Description
The devastating impact of the currently unfolding global COVID-19 pandemic and those of the Zika, SARS, MERS, and Ebola outbreaks over the past decade has sharply illustrated our enormous vulnerability to emerging infectious diseases. Examples of fundamental questions studied by epidemiologists and public officials during these epidemic outbreaks, include: (1) Where did the disease originate? (2) How does it spread, and how does it compare with earlier outbreaks? (3) Where has it spread so far? (4) How can the disease spread be controlled? (5) What are its impacts?
Data science and machine learning have an important role to play in this regard. Coupled with increasing data generation across multiple domains (like electronic medical records and social media), there is a clear need for analyzing them to inform public health policies and outcomes. Recent advances in disease surveillance and forecasting, and initiatives such as CDC forecasting projects have brought these disciplines closer --- public health practitioners seek to use novel datasets and techniques whereas researchers from data mining and machine learning develop novel tools for solving many crucial problems in the public health policy planning process.
Here is a one-page
flyer for the course.
Epidemiology in the real world
Course Information
- Instructor: Prof. B. Aditya Prakash. Please include CSE 8803 in the subject line of all email messages that you send me.
- Teaching Assistants: Zhiyuan (Leo) Zhao (leozhao1997 AT gatech DOT edu).
- Class Time: Tuesdays and Thursdays, 5-6:15pm, Van Leer C456.
- Discussion: Piazza link.
- Grading and Policies: See here.
Textbooks and Resources
There is NO required textbook.
We will post recommended reading here later.
Announcements
- Welcome to the class! First lecture on 08/22.
Homeworks
Please see Canvas for all the HWs.
Syllabus
This course will cover foundations of computational+networked epidemiology and data science algorithms+systems in context of public health applications. The objective of the course is to introduce students to this emerging multi-disciplinary domain. The course will touch the following from an application viewpoint: (a) Foundations of modeling disease dynamics, (b) Calibration, Surveillance and Forecasting of disease spread (c) Detection, Reverse-engineering and Control, and (d) Additional topics such as Ethics, Phylodynamics, Tracing and Data collection. From a methodology viewpoint the course will feature (i) Non-linear systems, (ii) Network algorithms, (iii) Stochastic Optimization, (iv) ML and neural models for spatio-temporal, graphs and social media data, (v) HPC simulations, and (vii) Visualization techniques.

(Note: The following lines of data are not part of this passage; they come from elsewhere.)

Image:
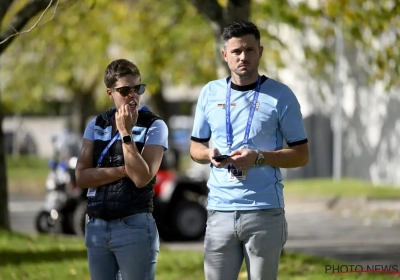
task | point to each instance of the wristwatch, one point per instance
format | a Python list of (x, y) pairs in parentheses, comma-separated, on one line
[(127, 139), (260, 158)]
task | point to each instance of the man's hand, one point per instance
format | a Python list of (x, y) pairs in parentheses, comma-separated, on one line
[(243, 159), (215, 152), (125, 119)]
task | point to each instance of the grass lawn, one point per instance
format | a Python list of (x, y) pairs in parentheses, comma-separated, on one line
[(347, 187), (56, 257), (26, 174)]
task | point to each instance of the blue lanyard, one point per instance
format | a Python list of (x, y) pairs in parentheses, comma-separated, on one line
[(228, 114), (104, 152)]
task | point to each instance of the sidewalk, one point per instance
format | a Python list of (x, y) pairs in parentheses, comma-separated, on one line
[(352, 231)]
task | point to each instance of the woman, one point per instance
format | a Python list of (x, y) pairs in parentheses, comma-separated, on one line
[(121, 153)]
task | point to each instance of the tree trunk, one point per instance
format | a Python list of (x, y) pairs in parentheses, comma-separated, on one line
[(24, 15), (4, 218)]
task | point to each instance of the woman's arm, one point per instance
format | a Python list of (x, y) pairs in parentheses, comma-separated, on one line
[(89, 177)]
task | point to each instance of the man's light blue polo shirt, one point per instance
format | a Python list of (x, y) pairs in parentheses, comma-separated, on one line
[(277, 116)]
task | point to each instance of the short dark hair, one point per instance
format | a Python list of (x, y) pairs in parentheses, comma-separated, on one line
[(239, 29), (117, 69)]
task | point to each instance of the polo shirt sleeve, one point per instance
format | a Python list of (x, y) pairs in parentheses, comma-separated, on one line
[(89, 130), (290, 118), (157, 134), (201, 128)]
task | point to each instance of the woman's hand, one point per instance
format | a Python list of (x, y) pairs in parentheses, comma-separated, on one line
[(125, 119)]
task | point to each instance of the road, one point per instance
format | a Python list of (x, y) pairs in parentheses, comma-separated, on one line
[(312, 230)]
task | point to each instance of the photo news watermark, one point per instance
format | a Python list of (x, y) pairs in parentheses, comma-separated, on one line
[(354, 268)]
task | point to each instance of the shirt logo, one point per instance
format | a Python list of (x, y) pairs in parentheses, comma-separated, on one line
[(257, 105), (224, 105), (100, 132)]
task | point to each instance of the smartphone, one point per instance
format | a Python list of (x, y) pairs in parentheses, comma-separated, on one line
[(220, 158)]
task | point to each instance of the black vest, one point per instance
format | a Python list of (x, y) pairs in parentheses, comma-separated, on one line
[(121, 198)]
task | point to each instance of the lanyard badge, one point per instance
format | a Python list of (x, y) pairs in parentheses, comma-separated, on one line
[(234, 173)]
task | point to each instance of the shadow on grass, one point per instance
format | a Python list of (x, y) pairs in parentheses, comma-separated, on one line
[(8, 257)]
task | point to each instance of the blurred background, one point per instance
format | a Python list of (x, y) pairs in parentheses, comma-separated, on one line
[(340, 57)]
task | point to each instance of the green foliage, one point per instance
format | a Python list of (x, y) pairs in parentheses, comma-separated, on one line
[(369, 29), (66, 57)]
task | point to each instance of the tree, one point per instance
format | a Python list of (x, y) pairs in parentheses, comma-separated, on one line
[(18, 21)]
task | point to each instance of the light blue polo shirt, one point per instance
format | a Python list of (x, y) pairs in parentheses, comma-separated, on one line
[(277, 116), (156, 135)]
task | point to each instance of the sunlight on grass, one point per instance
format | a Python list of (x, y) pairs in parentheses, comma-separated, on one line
[(347, 187), (55, 257)]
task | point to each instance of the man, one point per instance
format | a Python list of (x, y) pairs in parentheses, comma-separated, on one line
[(246, 116), (121, 153)]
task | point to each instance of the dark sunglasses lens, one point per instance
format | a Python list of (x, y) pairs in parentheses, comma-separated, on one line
[(124, 91), (141, 90)]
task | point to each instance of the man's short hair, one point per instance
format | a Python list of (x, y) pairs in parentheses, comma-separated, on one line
[(117, 69), (239, 29)]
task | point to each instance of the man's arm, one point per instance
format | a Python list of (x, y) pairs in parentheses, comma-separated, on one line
[(141, 168), (295, 156), (290, 157), (89, 177)]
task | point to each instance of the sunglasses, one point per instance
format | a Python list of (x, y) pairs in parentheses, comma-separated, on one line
[(125, 91)]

For lecture slides and readings, go
here. The schedule is tentative and subject to change.
Background and Pre-requisites
This is a graduate course and will be highly multi-disciplinary, and all the topics will span multiple areas. Students should have background in at least one of the following areas: data analytics, network science, algorithms, parallel computation, mathematical modeling, statistics and optimization. Students will be encouraged to work in teams with complementary expertise, allowing them to explore new areas. Programming proficiency in at least one of Matlab, R, Python, C++, Java needed. Students will be expected to participate in class discussion, submit assigned HWs and work on a project. Problems and datasets related to recent outbreaks will be used in some of the course topics and projects. There will also be a focus on problems of intense current interest for combatting COVID-19.